Neue Caritas-Präsidentin: Not lindern und Not verhindern
Stefanie Stahlhofen - Vatikanstadt
Radio Vatikan: Welche Bedeutung hat es, dass jetzt mit Ihnen erstmals eine Frau Präsidentin des Deutschen Caritasverbands ist?
Eva Maria Welskop-Deffaa, designierte Präsidentin des Deutschen Caritasverbands:
Für mich selbst habe ich gedacht, was mich auszeichnet, ist nicht in erster Linie mein Frausein. Ich habe mich beworben, weil ich glaube, dass ich für die Kombination von Erfahrung und Aufbruch stehe, für Tradition und Wandel. Und die Tatsache, dass ich schon vier Jahre hier im Vorstand gearbeitet habe, macht es mir leicht - in einer Zeit in der es um uns herum brodelt und wir sofort handlungsfähig sein müssen - unmittelbar anzuknüpfen an die Aufgaben des bisherigen Caritas-Präsidenten Peter Neher.
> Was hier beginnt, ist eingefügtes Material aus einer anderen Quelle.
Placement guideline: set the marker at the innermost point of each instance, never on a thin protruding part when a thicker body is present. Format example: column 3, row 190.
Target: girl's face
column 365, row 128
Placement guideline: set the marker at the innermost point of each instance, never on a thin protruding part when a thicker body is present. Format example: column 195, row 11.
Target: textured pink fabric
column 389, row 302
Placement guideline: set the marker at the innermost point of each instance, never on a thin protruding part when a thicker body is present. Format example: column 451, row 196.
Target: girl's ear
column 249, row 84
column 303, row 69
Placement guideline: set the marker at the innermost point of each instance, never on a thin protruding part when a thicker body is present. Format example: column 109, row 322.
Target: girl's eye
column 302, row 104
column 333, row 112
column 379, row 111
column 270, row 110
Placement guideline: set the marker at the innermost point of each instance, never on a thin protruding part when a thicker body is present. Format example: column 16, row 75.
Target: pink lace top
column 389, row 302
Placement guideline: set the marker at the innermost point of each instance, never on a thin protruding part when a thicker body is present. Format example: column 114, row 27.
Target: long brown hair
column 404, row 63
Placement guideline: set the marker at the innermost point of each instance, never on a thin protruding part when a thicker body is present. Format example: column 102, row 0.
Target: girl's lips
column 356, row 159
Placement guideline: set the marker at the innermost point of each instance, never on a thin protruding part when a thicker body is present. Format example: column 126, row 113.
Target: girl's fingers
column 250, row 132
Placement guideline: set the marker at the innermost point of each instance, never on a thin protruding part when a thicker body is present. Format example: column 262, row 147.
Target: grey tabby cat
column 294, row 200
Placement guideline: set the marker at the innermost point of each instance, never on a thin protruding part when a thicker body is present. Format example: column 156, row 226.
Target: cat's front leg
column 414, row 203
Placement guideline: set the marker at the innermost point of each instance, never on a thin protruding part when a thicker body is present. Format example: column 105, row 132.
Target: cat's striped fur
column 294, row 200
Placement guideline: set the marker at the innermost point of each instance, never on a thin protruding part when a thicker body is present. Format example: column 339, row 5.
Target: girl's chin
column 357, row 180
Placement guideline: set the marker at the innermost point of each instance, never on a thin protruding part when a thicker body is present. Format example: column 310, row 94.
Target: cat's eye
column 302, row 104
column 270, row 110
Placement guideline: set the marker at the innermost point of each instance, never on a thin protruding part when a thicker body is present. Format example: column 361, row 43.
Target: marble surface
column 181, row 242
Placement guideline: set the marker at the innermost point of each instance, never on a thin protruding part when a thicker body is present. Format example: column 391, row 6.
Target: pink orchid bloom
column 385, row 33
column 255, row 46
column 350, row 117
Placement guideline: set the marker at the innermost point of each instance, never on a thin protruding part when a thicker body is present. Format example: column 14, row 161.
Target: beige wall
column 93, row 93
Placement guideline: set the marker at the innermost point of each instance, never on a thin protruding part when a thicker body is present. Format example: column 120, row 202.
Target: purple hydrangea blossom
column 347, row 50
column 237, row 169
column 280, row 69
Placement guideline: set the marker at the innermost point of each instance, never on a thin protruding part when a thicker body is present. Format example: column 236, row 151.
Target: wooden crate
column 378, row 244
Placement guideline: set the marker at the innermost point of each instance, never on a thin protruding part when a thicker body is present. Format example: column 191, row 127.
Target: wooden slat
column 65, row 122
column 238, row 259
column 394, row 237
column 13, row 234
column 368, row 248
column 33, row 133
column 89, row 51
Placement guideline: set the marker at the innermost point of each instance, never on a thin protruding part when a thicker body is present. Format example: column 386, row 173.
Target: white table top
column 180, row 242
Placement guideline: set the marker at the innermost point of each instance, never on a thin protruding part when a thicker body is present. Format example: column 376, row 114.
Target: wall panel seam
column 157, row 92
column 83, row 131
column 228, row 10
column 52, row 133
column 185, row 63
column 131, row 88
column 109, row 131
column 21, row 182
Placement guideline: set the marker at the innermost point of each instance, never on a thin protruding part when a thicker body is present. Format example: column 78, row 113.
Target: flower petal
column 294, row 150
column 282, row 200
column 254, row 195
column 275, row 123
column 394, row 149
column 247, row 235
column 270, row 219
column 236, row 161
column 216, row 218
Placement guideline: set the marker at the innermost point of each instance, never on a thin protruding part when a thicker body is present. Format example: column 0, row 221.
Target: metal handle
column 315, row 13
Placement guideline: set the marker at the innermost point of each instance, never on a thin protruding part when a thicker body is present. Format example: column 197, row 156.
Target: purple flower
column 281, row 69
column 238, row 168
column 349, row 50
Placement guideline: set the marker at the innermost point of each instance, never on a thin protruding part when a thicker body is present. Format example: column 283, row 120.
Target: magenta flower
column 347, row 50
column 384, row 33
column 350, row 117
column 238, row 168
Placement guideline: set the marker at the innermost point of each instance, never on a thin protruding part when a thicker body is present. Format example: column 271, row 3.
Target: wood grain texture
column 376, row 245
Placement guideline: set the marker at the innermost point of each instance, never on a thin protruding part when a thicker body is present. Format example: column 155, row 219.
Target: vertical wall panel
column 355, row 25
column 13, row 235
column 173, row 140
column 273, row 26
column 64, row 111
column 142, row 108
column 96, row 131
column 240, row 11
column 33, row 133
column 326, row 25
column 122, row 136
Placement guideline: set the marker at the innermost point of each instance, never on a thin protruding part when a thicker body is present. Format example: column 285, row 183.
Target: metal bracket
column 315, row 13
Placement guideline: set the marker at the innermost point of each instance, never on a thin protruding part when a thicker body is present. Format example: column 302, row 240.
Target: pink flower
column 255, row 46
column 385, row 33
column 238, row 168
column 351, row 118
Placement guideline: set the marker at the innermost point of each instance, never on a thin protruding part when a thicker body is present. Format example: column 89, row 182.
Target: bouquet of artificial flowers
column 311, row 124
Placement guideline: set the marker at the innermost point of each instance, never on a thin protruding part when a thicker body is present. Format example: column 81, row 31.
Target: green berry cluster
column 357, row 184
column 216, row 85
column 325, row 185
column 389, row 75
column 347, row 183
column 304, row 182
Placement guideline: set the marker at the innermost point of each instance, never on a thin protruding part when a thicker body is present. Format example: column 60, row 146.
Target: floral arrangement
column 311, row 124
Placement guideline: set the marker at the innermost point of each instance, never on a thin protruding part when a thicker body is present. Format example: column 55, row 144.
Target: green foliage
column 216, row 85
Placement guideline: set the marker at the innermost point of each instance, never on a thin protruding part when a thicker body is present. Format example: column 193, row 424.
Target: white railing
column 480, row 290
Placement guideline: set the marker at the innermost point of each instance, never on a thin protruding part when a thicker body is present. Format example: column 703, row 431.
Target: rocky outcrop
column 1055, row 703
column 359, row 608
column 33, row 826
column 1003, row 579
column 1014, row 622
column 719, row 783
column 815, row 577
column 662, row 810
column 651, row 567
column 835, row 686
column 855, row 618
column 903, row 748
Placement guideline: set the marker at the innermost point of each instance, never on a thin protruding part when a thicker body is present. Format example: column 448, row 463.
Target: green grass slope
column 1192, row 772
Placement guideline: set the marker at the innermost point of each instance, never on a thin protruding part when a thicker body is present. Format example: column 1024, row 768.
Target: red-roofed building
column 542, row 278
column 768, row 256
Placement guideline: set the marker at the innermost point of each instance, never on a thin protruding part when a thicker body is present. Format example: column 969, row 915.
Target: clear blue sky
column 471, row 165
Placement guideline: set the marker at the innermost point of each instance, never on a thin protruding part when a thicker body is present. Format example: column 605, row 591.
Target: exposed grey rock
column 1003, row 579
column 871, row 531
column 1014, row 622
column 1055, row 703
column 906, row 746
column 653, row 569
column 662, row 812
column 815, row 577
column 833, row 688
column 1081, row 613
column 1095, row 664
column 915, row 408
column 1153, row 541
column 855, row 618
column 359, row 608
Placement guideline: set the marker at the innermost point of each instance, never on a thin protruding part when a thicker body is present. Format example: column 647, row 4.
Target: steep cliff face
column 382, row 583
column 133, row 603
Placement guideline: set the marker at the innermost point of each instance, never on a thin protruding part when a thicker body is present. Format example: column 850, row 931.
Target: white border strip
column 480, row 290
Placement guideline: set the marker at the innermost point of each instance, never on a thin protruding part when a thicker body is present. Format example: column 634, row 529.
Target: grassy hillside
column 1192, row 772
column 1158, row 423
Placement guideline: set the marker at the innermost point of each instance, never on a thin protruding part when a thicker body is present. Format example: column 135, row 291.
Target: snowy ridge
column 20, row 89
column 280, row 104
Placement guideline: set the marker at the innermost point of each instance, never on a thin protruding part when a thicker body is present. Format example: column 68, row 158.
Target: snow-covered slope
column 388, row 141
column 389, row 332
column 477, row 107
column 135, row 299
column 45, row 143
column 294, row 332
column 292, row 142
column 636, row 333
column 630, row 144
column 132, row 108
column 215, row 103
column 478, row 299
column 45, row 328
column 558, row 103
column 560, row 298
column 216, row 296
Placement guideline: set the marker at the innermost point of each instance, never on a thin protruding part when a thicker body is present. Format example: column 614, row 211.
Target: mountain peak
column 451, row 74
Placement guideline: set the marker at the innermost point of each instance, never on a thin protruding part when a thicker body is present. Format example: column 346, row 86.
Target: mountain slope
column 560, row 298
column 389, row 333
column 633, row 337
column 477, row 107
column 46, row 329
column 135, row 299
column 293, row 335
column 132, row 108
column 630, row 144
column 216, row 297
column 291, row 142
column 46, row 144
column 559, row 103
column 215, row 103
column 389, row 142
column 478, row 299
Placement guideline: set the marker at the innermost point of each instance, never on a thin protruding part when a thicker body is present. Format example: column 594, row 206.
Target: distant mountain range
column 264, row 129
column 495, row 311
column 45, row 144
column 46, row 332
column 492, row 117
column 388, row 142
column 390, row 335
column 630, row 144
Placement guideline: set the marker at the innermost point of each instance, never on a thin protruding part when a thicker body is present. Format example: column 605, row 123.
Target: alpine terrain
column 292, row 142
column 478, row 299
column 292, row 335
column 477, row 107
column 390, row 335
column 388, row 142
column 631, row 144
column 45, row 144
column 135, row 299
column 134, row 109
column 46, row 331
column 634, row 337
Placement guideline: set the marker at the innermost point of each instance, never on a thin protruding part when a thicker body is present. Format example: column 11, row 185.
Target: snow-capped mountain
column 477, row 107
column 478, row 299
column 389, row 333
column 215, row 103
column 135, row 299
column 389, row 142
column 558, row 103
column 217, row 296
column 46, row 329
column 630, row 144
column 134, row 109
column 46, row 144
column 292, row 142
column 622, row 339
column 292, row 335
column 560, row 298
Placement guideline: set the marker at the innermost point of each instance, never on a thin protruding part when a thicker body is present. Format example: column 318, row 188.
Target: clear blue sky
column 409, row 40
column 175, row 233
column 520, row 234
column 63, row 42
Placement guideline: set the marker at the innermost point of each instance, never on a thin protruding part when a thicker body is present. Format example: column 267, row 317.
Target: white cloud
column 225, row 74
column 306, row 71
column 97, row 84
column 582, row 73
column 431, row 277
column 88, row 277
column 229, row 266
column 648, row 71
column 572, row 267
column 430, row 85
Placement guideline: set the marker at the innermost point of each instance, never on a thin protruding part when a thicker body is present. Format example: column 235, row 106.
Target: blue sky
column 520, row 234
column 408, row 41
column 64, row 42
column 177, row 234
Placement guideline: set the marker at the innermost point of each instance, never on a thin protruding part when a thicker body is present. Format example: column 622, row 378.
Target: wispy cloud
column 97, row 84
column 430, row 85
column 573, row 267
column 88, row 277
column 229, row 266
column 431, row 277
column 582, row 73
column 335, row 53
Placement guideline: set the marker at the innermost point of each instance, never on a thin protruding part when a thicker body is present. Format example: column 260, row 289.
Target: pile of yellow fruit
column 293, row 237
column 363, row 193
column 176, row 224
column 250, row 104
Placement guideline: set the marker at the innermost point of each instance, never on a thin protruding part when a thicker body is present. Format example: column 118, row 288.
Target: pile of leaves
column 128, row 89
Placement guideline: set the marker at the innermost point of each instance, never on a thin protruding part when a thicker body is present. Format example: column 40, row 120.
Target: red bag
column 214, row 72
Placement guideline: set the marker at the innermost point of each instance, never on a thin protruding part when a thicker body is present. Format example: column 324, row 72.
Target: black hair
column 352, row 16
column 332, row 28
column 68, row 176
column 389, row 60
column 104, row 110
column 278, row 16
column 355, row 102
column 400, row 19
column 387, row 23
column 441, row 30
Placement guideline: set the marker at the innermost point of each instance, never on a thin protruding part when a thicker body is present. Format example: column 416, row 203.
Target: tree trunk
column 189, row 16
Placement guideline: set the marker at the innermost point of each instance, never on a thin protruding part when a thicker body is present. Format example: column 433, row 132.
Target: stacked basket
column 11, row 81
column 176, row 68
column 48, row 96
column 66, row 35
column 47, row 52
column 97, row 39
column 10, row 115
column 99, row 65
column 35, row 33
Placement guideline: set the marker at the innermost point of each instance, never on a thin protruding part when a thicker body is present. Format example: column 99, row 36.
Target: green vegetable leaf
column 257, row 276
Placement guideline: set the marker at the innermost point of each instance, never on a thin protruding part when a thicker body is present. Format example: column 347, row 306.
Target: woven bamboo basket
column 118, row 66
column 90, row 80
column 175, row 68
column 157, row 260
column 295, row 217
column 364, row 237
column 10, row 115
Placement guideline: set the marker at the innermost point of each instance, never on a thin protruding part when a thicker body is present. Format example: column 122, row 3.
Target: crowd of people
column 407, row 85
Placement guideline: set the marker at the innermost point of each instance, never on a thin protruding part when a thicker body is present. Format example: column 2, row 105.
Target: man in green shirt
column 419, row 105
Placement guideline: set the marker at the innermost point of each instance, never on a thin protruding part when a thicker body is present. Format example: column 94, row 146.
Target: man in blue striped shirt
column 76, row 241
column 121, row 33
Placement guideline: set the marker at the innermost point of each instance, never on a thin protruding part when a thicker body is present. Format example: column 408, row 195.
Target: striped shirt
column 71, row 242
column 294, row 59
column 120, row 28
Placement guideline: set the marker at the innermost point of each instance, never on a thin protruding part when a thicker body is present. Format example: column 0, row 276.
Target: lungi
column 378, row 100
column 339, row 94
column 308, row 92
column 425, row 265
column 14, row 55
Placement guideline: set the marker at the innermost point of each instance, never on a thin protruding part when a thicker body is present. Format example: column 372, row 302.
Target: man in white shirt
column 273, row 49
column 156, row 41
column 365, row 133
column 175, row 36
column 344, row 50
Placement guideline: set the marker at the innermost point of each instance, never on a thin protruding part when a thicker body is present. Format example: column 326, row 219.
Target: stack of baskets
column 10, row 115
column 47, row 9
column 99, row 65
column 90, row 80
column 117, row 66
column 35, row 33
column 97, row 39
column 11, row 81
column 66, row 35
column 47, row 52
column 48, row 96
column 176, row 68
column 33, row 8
Aber ich habe dann doch gespürt im Verfahren, dass die Tatsache, dass ich eine Frau bin, für viele andere Frauen eine hohe Signalwirkung hat und dass wir in der Kirche miteinander dringend nach Orten und Gelegenheiten suchen müssen, bei denen wir nicht nur darüber reden, dass Frauen mehr Führungsverantwortung bekommen sollen, sondern dass wir das dann auch machen. Da war diese Caritas-Präsidentenwahl eine Chance, die weit über den Caritasverband hinaus gesehen wurde. Und ich bekomme jetzt von überall her Glückwünsche, gerade von den katholischen Frauenverbänden, die sagen: „Jetzt haben wir an einer ganz wichtigen Stelle gezeigt: Wir haben Frauen, die diese Aufgaben in der Kirche wahrnehmen können und wollen.“
Das ist ein Ausdruck von Zukunftsmut in einer Zeit, in der wir in der katholischen Kirche dann doch auch manchmal etwas bedrückt sind, ob der vielen, vielen Probleme und Schwierigkeiten denen wir uns gegenüber sehen.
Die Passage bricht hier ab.